In the months since Donald Trump’s stunning presidential victory, media outlets have obsessed over his voters—who they are and what their motivations might have been. Many have credited his win to "working-class whites,” a segment of society that has been laid low by opioid addiction and income inequality, in part because it made a compelling narrative.
The data tell a different story. According to an analysis by the Washington Post, Trump’s voting bloc was primarily comprised of middle- and upper-income Americans. An NBC poll of Trump voters from March 2016 showed that only one-third of his supporters had incomes lower than $50,000, while the other two-thirds made more than $50,000.
A similar trend arose in the general election as well.
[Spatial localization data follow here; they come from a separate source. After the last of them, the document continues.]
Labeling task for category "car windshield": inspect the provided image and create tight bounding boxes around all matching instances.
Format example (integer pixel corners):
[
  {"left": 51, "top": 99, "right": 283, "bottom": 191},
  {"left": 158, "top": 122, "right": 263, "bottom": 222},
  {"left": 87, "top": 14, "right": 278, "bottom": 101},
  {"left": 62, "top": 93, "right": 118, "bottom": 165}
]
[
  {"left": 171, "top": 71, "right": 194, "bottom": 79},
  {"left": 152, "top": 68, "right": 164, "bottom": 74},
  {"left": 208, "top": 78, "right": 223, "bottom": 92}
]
According to the American National Election Study, 35 percent of people who said they voted for Trump had household incomes under $50,000. The other two-thirds of Trump voters “came from the better-off half of the economy.”
Another component of the "working-class whites" narrative was the lack of a college education among most Trump voters, as 69 percent of his supporters in the general election did not have a college degree. But polling data from NBC also showed that about 70 percent of Republicans had not graduated from a college or university, so that number was not an aberration.
It is also the case that the lack of a college degree is not intrinsically tied to a person’s income—less education does not necessarily equate to being a member of the poor or working class. Only 25 percent of Trump voters were white people without college degrees making below the $50,000 median income. In fact, nearly 60 percent of white Trump voters without college degrees were making over $50,000, placing them in the “top-half of income distribution.” Data also show that one in five Trump voters actually made over $100,000 in household income, again exposing gaping holes in the narrative that the white working-class is mostly responsible for Trump’s win.